Привычный страх захлестнул его. Он знал, что вот-вот опять превратится в мышонка. Нырнет в какую-нибудь пыльную щель - и поминай как звали. Никто его не найдет. Никто и не подумает, заметив серого мышонка, что это он, Васька Левашов.
Стены дедовской избы стремительно росли вверх. Тело странницы казалось громадной горой. Он отбежал в угол, ища щель, в которой можно было бы скрыться. Заметил возле печки дырку с черными оспинками мышиного помета возле и ринулся туда. И сразу покойно стало ему - он был в безопасности, здесь люди не могли найти его. Здесь уже другие опасности подстерегали его, но он знал, как противостоять им - не впервой оказывался в шкуре мышонка, ему были знакомы законы и правила мышиного царства.
5
Голоса над головой гремели раскатами грома. Топот ног по полу казался разрывами снарядов, и так же, как от разрывов снарядов земля дыбится и взлетает вверх, чтобы обрушиться оттуда на голову смертельной волной, так и сейчас сверху обрушивались острые сосновые щепки и паутина с комочками затвердевшей пыли, а доски прогибались, грозя вдавить его хрупкое тельце в пахнущую старостью землю. У них там, наверху, в ознобинской избе, время текло медленно, у него же - со страшной скоростью. Они проживали всего минуту, а у него целая неделя проходила в оцепенении, никаких событий не принося. Он в течение этой недели должен был есть, спать, просыпаться, общаться с другими мышами, но он ничего этого не мог делать - сил не хватало, надо было отдохнуть.
И тут он почувствовал опасность - со спины к нему приближалась мышь, шевеля длинными усами. Он еще не видел ее, но уже чувствовал злобу, которая насквозь пронизывала мышь, обнаружившую в своих владениях чужака. Он знал, что будет дальше: ему придется убегать. Он вторгся в чужие владения, и по мышиным законам должен покинуть их. Сейчас его будут преследовать, а ему придется убегать. Даже если он сильнее мыши, которая подкралась к нему, ему в первое время придется убегать. Зато потом он остановится, станет на задние лапки, заверещит и начнется драка. Победивший в ней будет главенствовать над побежденным.

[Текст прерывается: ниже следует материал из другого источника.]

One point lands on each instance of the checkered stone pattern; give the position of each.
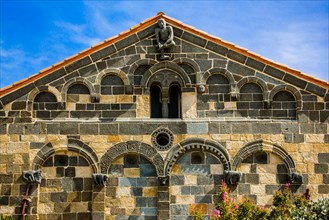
(194, 182)
(132, 189)
(66, 188)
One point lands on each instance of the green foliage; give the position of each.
(286, 206)
(319, 209)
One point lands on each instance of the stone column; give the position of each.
(165, 111)
(163, 198)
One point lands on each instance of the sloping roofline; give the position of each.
(142, 26)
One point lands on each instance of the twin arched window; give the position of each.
(165, 103)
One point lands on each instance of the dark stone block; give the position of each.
(321, 168)
(59, 171)
(274, 72)
(61, 160)
(194, 39)
(69, 128)
(108, 129)
(136, 191)
(236, 56)
(103, 53)
(70, 172)
(295, 80)
(58, 197)
(203, 199)
(18, 105)
(88, 128)
(323, 189)
(84, 215)
(282, 178)
(4, 200)
(240, 69)
(316, 89)
(147, 170)
(73, 161)
(255, 64)
(82, 161)
(77, 184)
(243, 189)
(148, 31)
(281, 169)
(69, 216)
(216, 48)
(252, 178)
(84, 114)
(88, 70)
(323, 157)
(43, 114)
(325, 178)
(177, 180)
(86, 196)
(50, 77)
(146, 202)
(270, 189)
(324, 116)
(126, 42)
(197, 190)
(182, 210)
(16, 94)
(78, 64)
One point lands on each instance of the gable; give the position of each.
(138, 43)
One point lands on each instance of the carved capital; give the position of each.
(232, 177)
(95, 97)
(201, 89)
(163, 180)
(296, 178)
(100, 179)
(32, 176)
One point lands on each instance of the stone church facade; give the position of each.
(120, 132)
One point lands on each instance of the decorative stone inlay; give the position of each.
(296, 178)
(197, 144)
(100, 179)
(132, 147)
(232, 177)
(162, 139)
(261, 145)
(32, 176)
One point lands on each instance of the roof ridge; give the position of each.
(143, 25)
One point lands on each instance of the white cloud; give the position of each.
(78, 33)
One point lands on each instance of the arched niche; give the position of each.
(259, 146)
(132, 147)
(73, 145)
(165, 73)
(197, 144)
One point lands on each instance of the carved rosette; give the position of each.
(32, 176)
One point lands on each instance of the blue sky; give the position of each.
(37, 34)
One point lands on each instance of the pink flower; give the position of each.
(286, 186)
(217, 213)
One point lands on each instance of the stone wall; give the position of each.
(93, 117)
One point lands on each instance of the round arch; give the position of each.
(135, 65)
(197, 144)
(134, 147)
(165, 66)
(49, 89)
(261, 145)
(74, 145)
(251, 79)
(287, 88)
(123, 76)
(77, 80)
(223, 72)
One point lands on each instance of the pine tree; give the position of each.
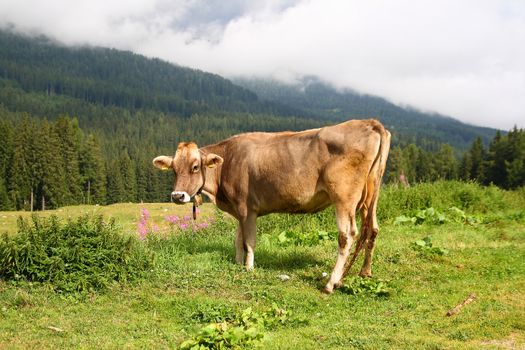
(20, 173)
(465, 167)
(495, 166)
(6, 153)
(70, 139)
(477, 156)
(93, 171)
(129, 179)
(51, 191)
(445, 163)
(115, 183)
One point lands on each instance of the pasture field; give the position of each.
(438, 244)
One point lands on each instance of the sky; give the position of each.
(464, 59)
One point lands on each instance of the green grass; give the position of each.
(195, 282)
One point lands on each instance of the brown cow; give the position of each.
(254, 174)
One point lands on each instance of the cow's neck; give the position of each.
(211, 186)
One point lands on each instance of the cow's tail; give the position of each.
(378, 166)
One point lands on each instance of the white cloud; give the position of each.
(461, 58)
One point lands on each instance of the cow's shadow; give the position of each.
(264, 258)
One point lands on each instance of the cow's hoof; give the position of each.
(328, 290)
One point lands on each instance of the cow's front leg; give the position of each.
(347, 227)
(249, 236)
(239, 246)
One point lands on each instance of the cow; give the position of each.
(254, 174)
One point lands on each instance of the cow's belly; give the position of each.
(286, 203)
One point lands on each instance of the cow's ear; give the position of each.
(212, 160)
(163, 162)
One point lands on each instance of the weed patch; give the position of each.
(426, 248)
(78, 256)
(366, 286)
(435, 217)
(244, 330)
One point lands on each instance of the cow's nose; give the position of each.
(177, 197)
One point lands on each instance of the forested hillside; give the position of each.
(408, 125)
(81, 125)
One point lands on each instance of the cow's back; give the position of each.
(288, 171)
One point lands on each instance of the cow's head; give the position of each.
(189, 165)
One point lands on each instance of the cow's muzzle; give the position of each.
(180, 197)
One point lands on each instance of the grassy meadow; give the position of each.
(438, 244)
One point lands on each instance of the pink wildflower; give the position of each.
(143, 230)
(172, 219)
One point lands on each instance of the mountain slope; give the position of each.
(100, 86)
(409, 125)
(118, 78)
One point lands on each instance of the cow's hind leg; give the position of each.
(239, 246)
(248, 226)
(373, 230)
(346, 224)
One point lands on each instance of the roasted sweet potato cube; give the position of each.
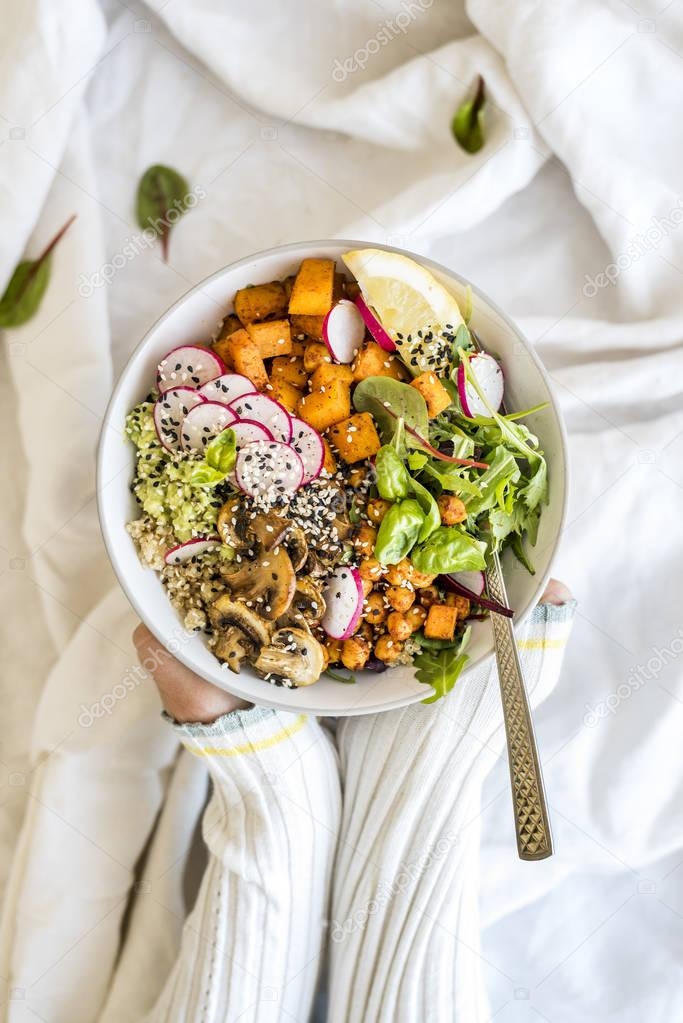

Он резко повернулся в ту сторону, где выжидающе застыла мышь - самец, определил он, будет драка, с самкой он бы не дрался.
Усталость сковывала его тело, и все же он зло пропищал: "Не подходи!" Он был так измотан, так хотел отдохнуть, что никакие законы и правила поведения среди мышей не были для него обязательными - у него не было возможности соблюдать их, ему хотелось отдохнуть; прежде всего - отдохнуть!